In a base focused on providing nuclear deterrence, the 90th Operations Group provides the manpower to accomplish the mission. Missileers spend much of their time out in the missile field, ready to respond at a moments' notice.

When missileers are on alert, it is important to have a support network back home to help families. The 319th Key Spouses ensure the families are in good hands.

"Even though members are not gone for very long, it does take a toll on families, especially children," said Niomi Briggs, 319th MS key spouse.

With some of the family members being out of contact anywhere from a day to five days at a time, the missileers leaving regularly can be challenging, Briggs said.

Briggs became a key spouse for the squadron in 2013 when the previous key spouse and her family moved stations. Ashleigh Street joined Briggs as a key spouse in 2014. The key spouses work together to create bonds between the other spouses.

"I enjoy seeing the friendships that we have created from the squadron spouse get-togethers," Street said. "We are a fairly small squadron, so it's easy to recognize other spouses and build strong relationships with them."

Both Street and Briggs joined the program as a way to connect with others who were in similar situations as they were. 

"As a shy, stay-at-home mom, I was looking for a good way to force myself to meet other spouses and to feel more connected to the squadron & the Air Force family," Street said.

Interacting and meeting with other spouses can help alleviate some stressors that come up while the spouse is away, she added.

The current key spouses each benefited from the key spouses program in the past, further increasing their dedication to the program now that they are in charge.

"I was helped by a key spouse back when I had just had a baby," Briggs said. "They set up a meal train for me and my family, giving me the chance to focus on the new baby and not having to worry about what to make for dinner."

With Warren being the first base for Street and her family, she said the key spouses helped her settle in.

"The key spouse before me made me feel really welcome when we arrived," she said. "She was my first friend here."

Though friendship and building a community between the spouses is a main focus, one of the hardest parts of the program is helping spouses when their other half is deployed. Both Briggs and Street ensure that the other spouses know they aren't alone.

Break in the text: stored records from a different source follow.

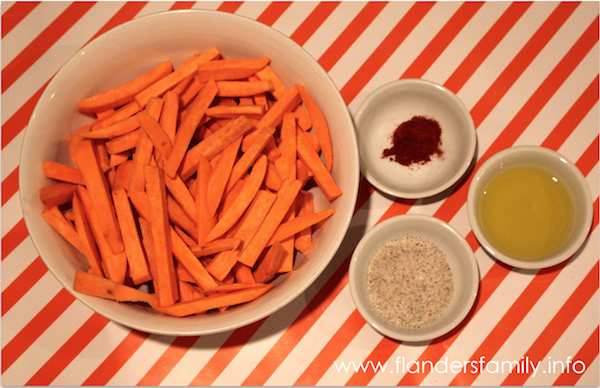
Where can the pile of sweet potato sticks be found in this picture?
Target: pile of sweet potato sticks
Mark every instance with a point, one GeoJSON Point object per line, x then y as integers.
{"type": "Point", "coordinates": [189, 189]}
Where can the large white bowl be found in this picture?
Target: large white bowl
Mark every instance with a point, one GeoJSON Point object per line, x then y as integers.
{"type": "Point", "coordinates": [460, 258]}
{"type": "Point", "coordinates": [564, 170]}
{"type": "Point", "coordinates": [133, 48]}
{"type": "Point", "coordinates": [396, 102]}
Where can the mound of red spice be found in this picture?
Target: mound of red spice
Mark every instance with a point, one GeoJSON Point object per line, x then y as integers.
{"type": "Point", "coordinates": [415, 142]}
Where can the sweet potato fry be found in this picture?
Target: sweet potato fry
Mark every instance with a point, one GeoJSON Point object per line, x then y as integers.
{"type": "Point", "coordinates": [124, 93]}
{"type": "Point", "coordinates": [57, 194]}
{"type": "Point", "coordinates": [138, 267]}
{"type": "Point", "coordinates": [321, 175]}
{"type": "Point", "coordinates": [97, 187]}
{"type": "Point", "coordinates": [168, 292]}
{"type": "Point", "coordinates": [285, 198]}
{"type": "Point", "coordinates": [179, 74]}
{"type": "Point", "coordinates": [105, 288]}
{"type": "Point", "coordinates": [215, 301]}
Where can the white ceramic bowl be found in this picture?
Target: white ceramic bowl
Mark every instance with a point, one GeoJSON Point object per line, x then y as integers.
{"type": "Point", "coordinates": [396, 102]}
{"type": "Point", "coordinates": [564, 170]}
{"type": "Point", "coordinates": [133, 48]}
{"type": "Point", "coordinates": [460, 258]}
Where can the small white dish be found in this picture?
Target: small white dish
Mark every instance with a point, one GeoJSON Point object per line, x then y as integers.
{"type": "Point", "coordinates": [460, 258]}
{"type": "Point", "coordinates": [561, 168]}
{"type": "Point", "coordinates": [396, 102]}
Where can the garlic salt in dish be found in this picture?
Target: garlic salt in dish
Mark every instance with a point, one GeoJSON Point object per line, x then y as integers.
{"type": "Point", "coordinates": [530, 207]}
{"type": "Point", "coordinates": [413, 278]}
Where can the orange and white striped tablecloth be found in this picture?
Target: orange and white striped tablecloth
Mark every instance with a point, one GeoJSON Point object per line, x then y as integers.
{"type": "Point", "coordinates": [528, 72]}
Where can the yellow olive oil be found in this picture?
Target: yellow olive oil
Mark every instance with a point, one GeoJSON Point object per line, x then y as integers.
{"type": "Point", "coordinates": [526, 212]}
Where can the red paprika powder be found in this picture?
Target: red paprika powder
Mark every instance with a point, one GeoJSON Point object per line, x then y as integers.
{"type": "Point", "coordinates": [415, 141]}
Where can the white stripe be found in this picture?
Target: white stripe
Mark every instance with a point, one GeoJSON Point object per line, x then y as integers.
{"type": "Point", "coordinates": [30, 28]}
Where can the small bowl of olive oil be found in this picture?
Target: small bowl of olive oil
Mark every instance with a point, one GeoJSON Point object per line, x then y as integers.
{"type": "Point", "coordinates": [530, 207]}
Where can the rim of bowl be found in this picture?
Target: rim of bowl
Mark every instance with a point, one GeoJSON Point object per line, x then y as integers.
{"type": "Point", "coordinates": [464, 112]}
{"type": "Point", "coordinates": [475, 187]}
{"type": "Point", "coordinates": [313, 275]}
{"type": "Point", "coordinates": [435, 223]}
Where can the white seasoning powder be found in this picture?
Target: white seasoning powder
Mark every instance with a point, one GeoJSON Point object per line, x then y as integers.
{"type": "Point", "coordinates": [410, 282]}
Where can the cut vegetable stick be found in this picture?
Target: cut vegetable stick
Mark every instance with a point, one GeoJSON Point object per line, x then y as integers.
{"type": "Point", "coordinates": [188, 126]}
{"type": "Point", "coordinates": [232, 111]}
{"type": "Point", "coordinates": [86, 237]}
{"type": "Point", "coordinates": [304, 206]}
{"type": "Point", "coordinates": [216, 246]}
{"type": "Point", "coordinates": [124, 93]}
{"type": "Point", "coordinates": [244, 163]}
{"type": "Point", "coordinates": [268, 267]}
{"type": "Point", "coordinates": [214, 144]}
{"type": "Point", "coordinates": [123, 143]}
{"type": "Point", "coordinates": [243, 200]}
{"type": "Point", "coordinates": [243, 88]}
{"type": "Point", "coordinates": [179, 218]}
{"type": "Point", "coordinates": [242, 273]}
{"type": "Point", "coordinates": [120, 114]}
{"type": "Point", "coordinates": [319, 125]}
{"type": "Point", "coordinates": [184, 70]}
{"type": "Point", "coordinates": [98, 190]}
{"type": "Point", "coordinates": [286, 163]}
{"type": "Point", "coordinates": [230, 69]}
{"type": "Point", "coordinates": [215, 301]}
{"type": "Point", "coordinates": [285, 198]}
{"type": "Point", "coordinates": [122, 175]}
{"type": "Point", "coordinates": [182, 195]}
{"type": "Point", "coordinates": [113, 265]}
{"type": "Point", "coordinates": [161, 234]}
{"type": "Point", "coordinates": [244, 230]}
{"type": "Point", "coordinates": [64, 227]}
{"type": "Point", "coordinates": [321, 175]}
{"type": "Point", "coordinates": [105, 288]}
{"type": "Point", "coordinates": [274, 116]}
{"type": "Point", "coordinates": [120, 128]}
{"type": "Point", "coordinates": [186, 257]}
{"type": "Point", "coordinates": [62, 172]}
{"type": "Point", "coordinates": [138, 268]}
{"type": "Point", "coordinates": [273, 180]}
{"type": "Point", "coordinates": [220, 176]}
{"type": "Point", "coordinates": [299, 223]}
{"type": "Point", "coordinates": [205, 222]}
{"type": "Point", "coordinates": [170, 114]}
{"type": "Point", "coordinates": [155, 133]}
{"type": "Point", "coordinates": [57, 194]}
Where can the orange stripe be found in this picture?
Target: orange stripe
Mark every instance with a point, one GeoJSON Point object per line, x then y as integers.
{"type": "Point", "coordinates": [273, 12]}
{"type": "Point", "coordinates": [67, 353]}
{"type": "Point", "coordinates": [15, 14]}
{"type": "Point", "coordinates": [518, 65]}
{"type": "Point", "coordinates": [313, 21]}
{"type": "Point", "coordinates": [42, 43]}
{"type": "Point", "coordinates": [571, 120]}
{"type": "Point", "coordinates": [14, 238]}
{"type": "Point", "coordinates": [167, 361]}
{"type": "Point", "coordinates": [558, 325]}
{"type": "Point", "coordinates": [343, 42]}
{"type": "Point", "coordinates": [526, 114]}
{"type": "Point", "coordinates": [332, 350]}
{"type": "Point", "coordinates": [10, 185]}
{"type": "Point", "coordinates": [385, 49]}
{"type": "Point", "coordinates": [486, 45]}
{"type": "Point", "coordinates": [230, 6]}
{"type": "Point", "coordinates": [35, 327]}
{"type": "Point", "coordinates": [117, 358]}
{"type": "Point", "coordinates": [587, 354]}
{"type": "Point", "coordinates": [441, 40]}
{"type": "Point", "coordinates": [227, 352]}
{"type": "Point", "coordinates": [23, 283]}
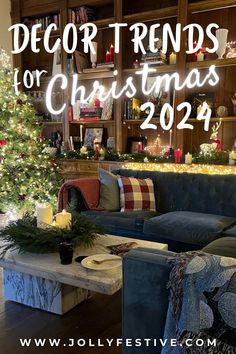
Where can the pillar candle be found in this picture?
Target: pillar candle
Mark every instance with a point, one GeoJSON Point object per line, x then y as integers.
{"type": "Point", "coordinates": [81, 134]}
{"type": "Point", "coordinates": [102, 154]}
{"type": "Point", "coordinates": [194, 55]}
{"type": "Point", "coordinates": [112, 52]}
{"type": "Point", "coordinates": [188, 158]}
{"type": "Point", "coordinates": [44, 215]}
{"type": "Point", "coordinates": [170, 143]}
{"type": "Point", "coordinates": [172, 58]}
{"type": "Point", "coordinates": [178, 155]}
{"type": "Point", "coordinates": [200, 56]}
{"type": "Point", "coordinates": [139, 147]}
{"type": "Point", "coordinates": [108, 57]}
{"type": "Point", "coordinates": [63, 219]}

"My most treasured moments as a key spouse has been letting other spouses and families know that they aren't alone and they will always have somewhere to turn when they need help," Briggs said. "We want everyone to know that we are here, even if it is just to talk."

Together, Briggs and Street are working with other key spouses in the 90th OG to set up activities and socials with all the spouses of the group as a way to meet new spouses and to get to know each other better.